Car à Tarascon toutes les phrases commencent par _et autrement_ , qu'on
prononce _autremain_ , et finissent par _au moins_ , qu'on prononce _au
mouain_. Or, ce jour-là, plus que tous les autres, les _au mouain_ et les
_autremain_ sonnaient à faire trembler les vitres.

L'homme le plus surpris de la ville, en apprenant qu'il allait partir pour
l'Afrique, ce fut Tartarin.

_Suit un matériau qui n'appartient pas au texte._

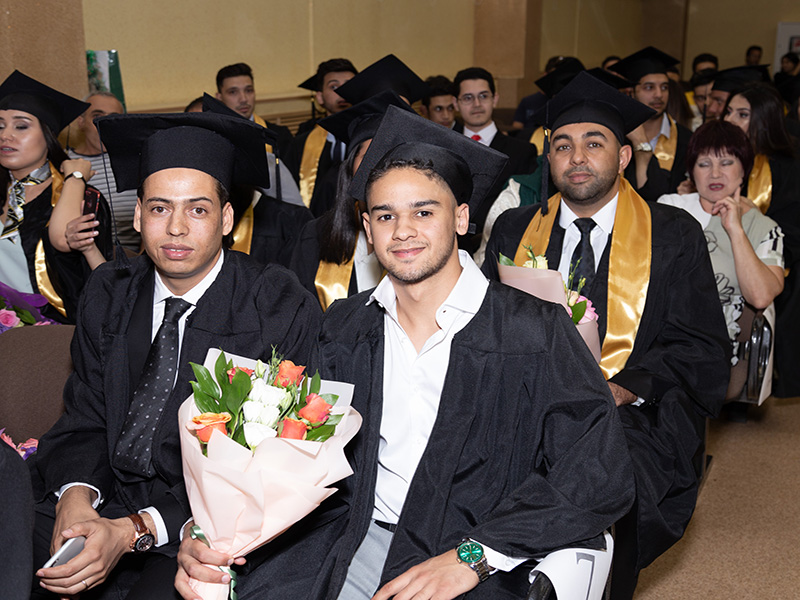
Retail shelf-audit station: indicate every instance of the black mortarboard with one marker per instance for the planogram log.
(730, 80)
(471, 170)
(558, 78)
(618, 82)
(389, 73)
(56, 110)
(360, 122)
(644, 62)
(588, 100)
(230, 149)
(310, 84)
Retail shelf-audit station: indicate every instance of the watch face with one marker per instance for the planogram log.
(144, 543)
(470, 552)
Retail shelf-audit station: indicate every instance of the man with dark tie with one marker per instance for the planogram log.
(110, 469)
(664, 347)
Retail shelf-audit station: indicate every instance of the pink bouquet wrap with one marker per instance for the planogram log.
(242, 499)
(548, 284)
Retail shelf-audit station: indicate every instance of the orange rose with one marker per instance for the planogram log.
(289, 373)
(292, 429)
(316, 409)
(204, 424)
(232, 372)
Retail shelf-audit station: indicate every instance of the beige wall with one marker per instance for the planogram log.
(727, 27)
(590, 29)
(171, 51)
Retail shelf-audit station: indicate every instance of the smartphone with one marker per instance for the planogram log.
(69, 550)
(90, 199)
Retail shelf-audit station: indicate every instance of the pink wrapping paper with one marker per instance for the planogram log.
(548, 284)
(242, 499)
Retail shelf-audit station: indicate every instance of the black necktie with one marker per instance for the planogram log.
(583, 257)
(134, 450)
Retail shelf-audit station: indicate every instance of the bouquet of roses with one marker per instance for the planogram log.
(18, 309)
(535, 278)
(24, 449)
(261, 443)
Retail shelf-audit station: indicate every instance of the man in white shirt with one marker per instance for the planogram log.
(110, 469)
(480, 446)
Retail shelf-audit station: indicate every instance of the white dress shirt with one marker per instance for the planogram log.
(487, 133)
(412, 387)
(160, 294)
(604, 225)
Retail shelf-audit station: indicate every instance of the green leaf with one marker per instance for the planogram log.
(334, 419)
(330, 398)
(25, 316)
(221, 368)
(315, 383)
(203, 401)
(207, 384)
(320, 434)
(578, 310)
(504, 260)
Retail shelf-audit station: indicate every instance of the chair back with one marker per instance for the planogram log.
(35, 365)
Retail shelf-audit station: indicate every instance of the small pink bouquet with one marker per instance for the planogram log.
(24, 449)
(535, 278)
(261, 445)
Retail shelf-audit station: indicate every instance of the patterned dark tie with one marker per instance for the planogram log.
(583, 257)
(134, 450)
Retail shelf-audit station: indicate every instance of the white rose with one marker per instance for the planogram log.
(266, 394)
(256, 412)
(255, 433)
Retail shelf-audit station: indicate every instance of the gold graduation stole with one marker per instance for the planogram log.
(43, 282)
(759, 185)
(666, 147)
(628, 270)
(537, 138)
(243, 232)
(309, 165)
(333, 281)
(259, 121)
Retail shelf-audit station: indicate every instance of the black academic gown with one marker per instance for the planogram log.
(276, 229)
(784, 209)
(67, 271)
(246, 311)
(661, 181)
(324, 192)
(679, 365)
(526, 454)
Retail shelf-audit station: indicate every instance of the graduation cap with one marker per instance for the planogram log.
(618, 82)
(211, 104)
(558, 78)
(588, 100)
(310, 84)
(471, 170)
(51, 107)
(730, 80)
(389, 73)
(644, 62)
(230, 149)
(360, 122)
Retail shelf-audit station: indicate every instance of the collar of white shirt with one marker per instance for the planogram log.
(161, 292)
(603, 218)
(466, 296)
(665, 129)
(487, 133)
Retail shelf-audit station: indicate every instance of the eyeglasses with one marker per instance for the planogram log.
(470, 98)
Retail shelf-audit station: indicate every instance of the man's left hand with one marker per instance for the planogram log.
(441, 578)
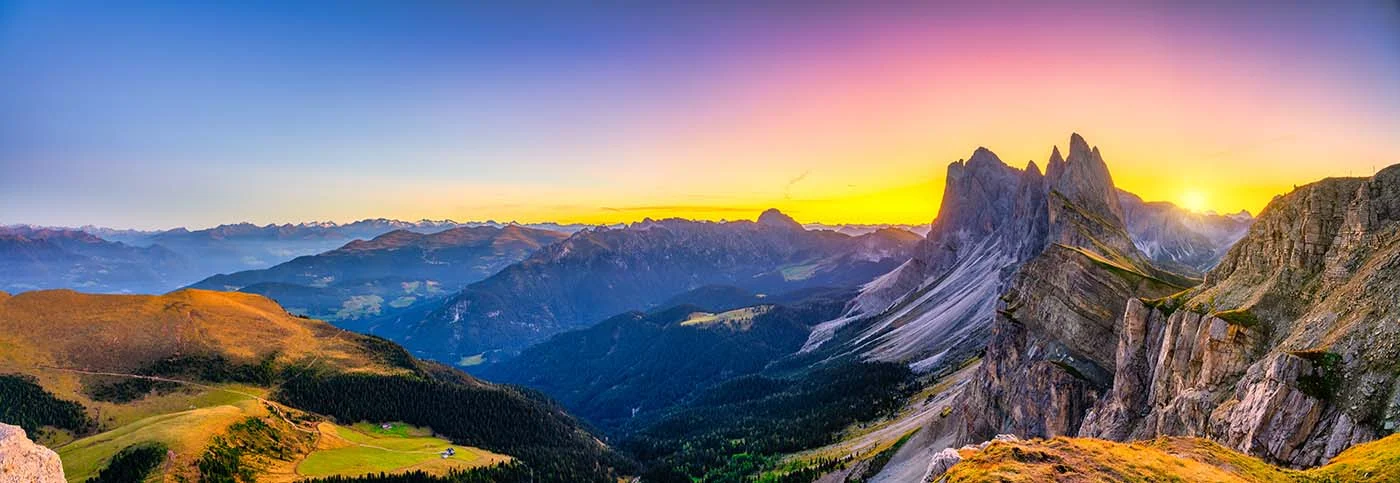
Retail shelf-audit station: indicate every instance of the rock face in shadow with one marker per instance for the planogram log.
(21, 461)
(1179, 240)
(602, 272)
(935, 310)
(1290, 349)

Mais voyez ce que c'est que la vanité ! au lieu de
répondre simplement qu'il ne partait pas du tout, qu'il n'avait jamais eu
l'intention de partir, le pauvre Tartarin – la première fois qu'on lui parla
de ce voyage – fit d'un petit air évasif : « Hé !... hé !... peut-être... je
ne dis pas. » La seconde fois, un peu plus familiarisé avec cette idée, il
répondit : « C'est probable. » la troisième fois : « C'est certain ! »

Enfin, le soir, au cercle et chez les Costecalde, entraîné par le punch aux
oeufs, les bravos, les lumières ; grisé par le succès que l'annonce de son
départ avait eu dans la ville, le malheureux déclara formellement qu'il était
las de chasser la casquette et qu'il allait, avant peu, se mettre à la
poursuite des grands lions de l'atlas...

Un hourra formidable accueillit cette déclaration. là-dessus, nouveau punch
aux oeufs, poignées de main, accolades et sérénade aux flambeaux, jusqu'à
minuit devant la petite maison du baobab.

C'est Tartarin-Sancho qui n'était pas content ! Cette idée de voyage en
Afrique et de chasse au lion lui donnait le frisson par avance ; et, en
rentrant au logis, pendant que la sérénade d'honneur sonnait sous leurs
fenêtres, il fit à Tartarin-Quichotte une scène effroyable, l'appelant toqué,
visionnaire, imprudent, triple fou, lui détaillant par le menu toutes les
catastrophes qui l'attendaient dans cette expédition : naufrages, rhumatismes,
fièvres chaudes, dysenteries, peste noire, éléphantiasis, et le reste...

En vain Tartarin-Quichotte jurait-il de ne pas faire d'imprudences, qu'il se
couvrirait bien, qu'il emporterait tout ce qu'il faudrait, Tartarin-Sancho ne
voulait rien entendre.

Le pauvre homme se voyait déjà déchiqueté par les lions, englouti dans les
sables du désert comme feu Cambyse, et l'autre Tartarin ne parvint à l'apaiser
un peu qu'en lui expliquant que ce n'était pas pour tout de suite, que rien ne
pressait et qu'en fin de compte ils n'étaient pas encore partis.